И это не совсем правильно: я не очень понимаю, почему 25-летнему пациенту государство может оплатить лечение в РОНЦ или в НМИЦ гематологии, и не может — в НМИЦ им. Дмитрия Рогачева. По каким причинам? Лицензия на взрослых у нас есть, но государство не позволяет нам тратить на взрослых бюджетные деньги. Юридически мы можем их лечить. Но делаем это редко, потому что получается очень дорого.
— А если больной старше 25 лет?
— За всю историю мы несколько раз брались за таких пациентов, но стараемся этого не делать. Юридически мы имеем право, но профессионально не чувствуем себя очень-то вправе. Дело в том, что до 30 лет гематологические заболевания у детей и взрослых одинаковы, молодые взрослые болеют такими же лейкозами, ближе к детским.
Чем старше — тем дальше от нашей зоны компетенции. И зачем влезать в не свое дело? Там просто появляются свои проблемы — проводить химиотерапию человеку с ишемической болезнью сердца — возможно, но в моей практике таких пациентов не было. И было бы нечестно по отношению к пациенту браться за такую ситуацию. Или, например, в НМИЦ гематологии огромный опыт терапии беременных — ну, и что нам здесь тогда делать.
— И взрослые гематологи, соответственно, не берутся за лечение детей?
— Есть небольшой зазор. Иногда подростки 16-17 лет попадают во взрослое отделение. Но чаще всего до 18 лет — это детские отделения, старше — взрослые. Не во всех странах это одинаково, в США пациенты до 21 года лечатся у детских гематологов, в Израиле есть отделение подростков и молодых взрослых, где пациенты до 35 лет, кажется.
— Какие еще клиники, кроме НМИЦ им. Дмитрия Рогачева, занимаются такими онкогематологическими пациентами?
— Нечестно и неправильно говорить, что свет сошелся клином на НМИЦ им. Дмитрия Рогачева. Есть по крайней мере еще два крупных центра федерального уровня — НИИ детской онкологии, гематологии и трансплантологии им. Р.М. Горбачевой и РДКБ, наша «альма матер». Это три центра, делающие трансплантации детям со всей страны.
Есть Институт детской онкологии в онкоцентре (НМИЦ онкологии им. Блохина) — там ситуация немножко сложнее, у них должны открыться новые корпуса, и мы ждем, что после этого по мощности они станут центром очень высокого уровня. Недавно начал функционировать центр в Морозовской ДКБ.
Еще при поддержке фонда «Подари жизнь» довольно здорово за последние 2-3 года изменилась ситуация на Урале, там областная детская больница №1 в Екатеринбурге — единственная региональная клиника, которая делает трансплантации по федеральной квоте. Они делают порядка 35 трансплантаций в год, это немало.
— А вы сколько делаете?
— Около 200.
—А РДКБ и институт им. Р.М. Горбачевой?
— РДКБ около 80, НИИ им. Р.М. Горбачевой — около 150. Это очень много. В Европе центров, выполняющих больше 50 пересадок в год, меньше 10. Это у детей, у взрослых несколько иная история — есть центры, делающие несколько сотен в год. Вообще, если сложить показатели по трансплантации взрослых и детей, самый крупный в Европе центр ТКМ, я думаю, — это клиника имени Раисы Горбачевой.

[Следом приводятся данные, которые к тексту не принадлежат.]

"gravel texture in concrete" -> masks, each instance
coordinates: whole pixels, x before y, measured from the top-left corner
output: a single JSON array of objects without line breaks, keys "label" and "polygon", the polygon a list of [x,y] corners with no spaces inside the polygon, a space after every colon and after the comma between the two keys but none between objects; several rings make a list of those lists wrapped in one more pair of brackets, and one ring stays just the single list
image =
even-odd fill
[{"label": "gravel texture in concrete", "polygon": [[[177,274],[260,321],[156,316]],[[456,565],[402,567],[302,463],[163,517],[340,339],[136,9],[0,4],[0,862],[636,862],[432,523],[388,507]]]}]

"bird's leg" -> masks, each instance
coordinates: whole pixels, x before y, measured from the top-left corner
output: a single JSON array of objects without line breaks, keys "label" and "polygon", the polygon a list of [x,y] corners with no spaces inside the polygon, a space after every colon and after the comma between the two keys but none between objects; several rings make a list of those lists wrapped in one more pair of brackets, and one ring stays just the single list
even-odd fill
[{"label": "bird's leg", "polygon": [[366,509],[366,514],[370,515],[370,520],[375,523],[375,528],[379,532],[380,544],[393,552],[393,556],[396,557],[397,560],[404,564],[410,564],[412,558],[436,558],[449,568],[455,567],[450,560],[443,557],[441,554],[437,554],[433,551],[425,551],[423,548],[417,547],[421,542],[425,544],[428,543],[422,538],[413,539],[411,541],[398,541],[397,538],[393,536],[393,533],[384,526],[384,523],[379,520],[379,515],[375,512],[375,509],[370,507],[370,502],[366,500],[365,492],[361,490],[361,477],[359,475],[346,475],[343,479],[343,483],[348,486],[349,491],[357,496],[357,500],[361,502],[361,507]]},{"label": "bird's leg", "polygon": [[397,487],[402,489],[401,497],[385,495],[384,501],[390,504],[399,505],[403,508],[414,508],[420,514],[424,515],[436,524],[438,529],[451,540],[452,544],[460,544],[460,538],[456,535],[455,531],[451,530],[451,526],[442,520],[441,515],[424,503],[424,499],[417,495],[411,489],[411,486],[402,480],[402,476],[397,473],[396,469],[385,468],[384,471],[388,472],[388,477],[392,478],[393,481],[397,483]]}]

В США есть индустриальные монстры, где показатели под тысячу, но надо понимать, что есть аутологичная пересадка при миеломе, где химиотерапия проводится один день, а затем больному переливают обратно его собственные клетки, там не бывает иммунных осложнений. И есть пациенты, которые получают по две такие пересадки. И если все это сложить — цифра получается космическая. Это не значит, что они плохо работают, просто это другая технология. Это нельзя сравнить с аллогенной трансплантацией, очень сложной.
Мы до сих пор не можем сделать этот тип терапии легальным
— В целом лейкозы у детей лечатся лучше, чем у взрослых?
— Да, несопоставимо. Вообще, все лейкозы делятся на две группы. Острый миелоидный лейкоз (ОМЛ) — в основном болезнь взрослых и пожилых. Точной статистики нет, но если экстраполировать популяционные данные западных стран, то в России ожидаемое число заболевающих ОМЛ детей — порядка 250 в год, у взрослых же ожидаемая заболеваемость — примерно три тысячи случаев. То есть чем старше, тем больше риск. А вот острым лимфобластным лейкозом (ОЛЛ) дети болеют чаще, число впервые заболевших взрослых и детей примерно одинаково — по 800-900 в год.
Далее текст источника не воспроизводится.